Jenny felt really bad and stupid to fall for Jason's bluff. And she told him, "I don't know why, but I am scared." Jason was surprised at this answer because they had been so close just a few weeks ago and she had seemed anything but scared. "Scared of what? The act itself or something else?" Jenny looked down as she answered. "Both. I am scared because it is my first time and when I think about losing my virginity I start to overthink and other worries enter my mind." Jason didn't want to pressure her and truly wanted to try and understand Jenny and set her mind at ease. But he didn't understand where this sudden fear came from. So, he asked, "But when we almost slept with each other that day that we made up you didn't seem scared at all. So, what happened?"
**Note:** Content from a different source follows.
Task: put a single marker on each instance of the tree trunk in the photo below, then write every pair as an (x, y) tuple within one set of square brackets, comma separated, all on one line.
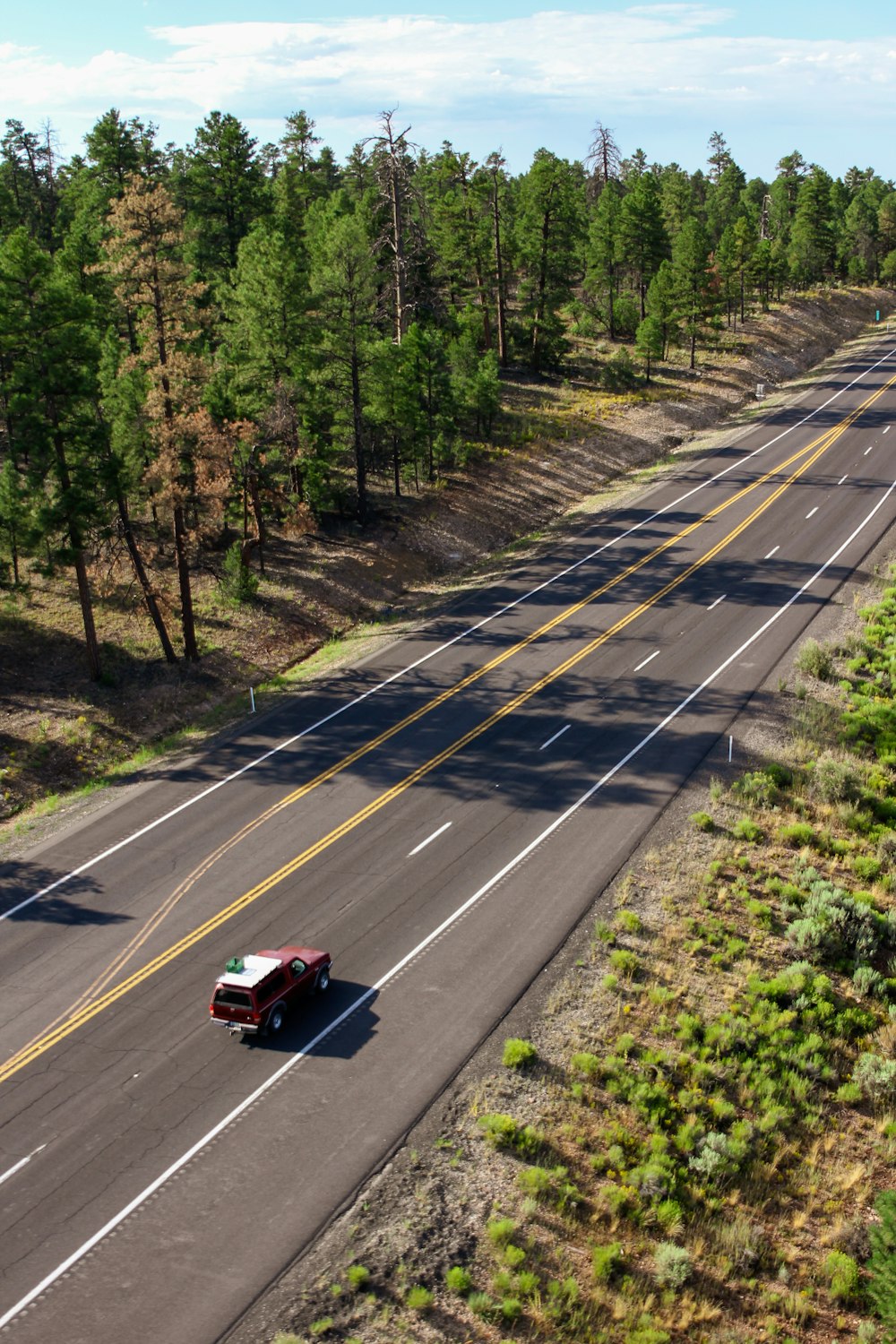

Jenny shrugged her shoulders. "I am not sure either. I guess I was caught up in the moment. I let my emotions lead me and didn't think of anything else but getting you back, but now it's different. I had too much time to think about our wedding night and what it would mean. About how everyone, all our friends and family members, will know that that was the night I lost my virginity. And the thought of that made me freeze up. Since you already thought I was asleep, it provided me with a convenient excuse to not have to face that moment and escape for a brief moment. So, though I was asleep in the beginning and by the time you came to bed, but I was awake from the moment we got off the plane till you placed me down on the bed. I am sorry for pretending I was asleep. I shouldn't have done that. I should have told you about how I was feeling but I didn't want to disappoint you and since I don't really understand my fear, I didn't know how to explain it to you. So, I chose to hide."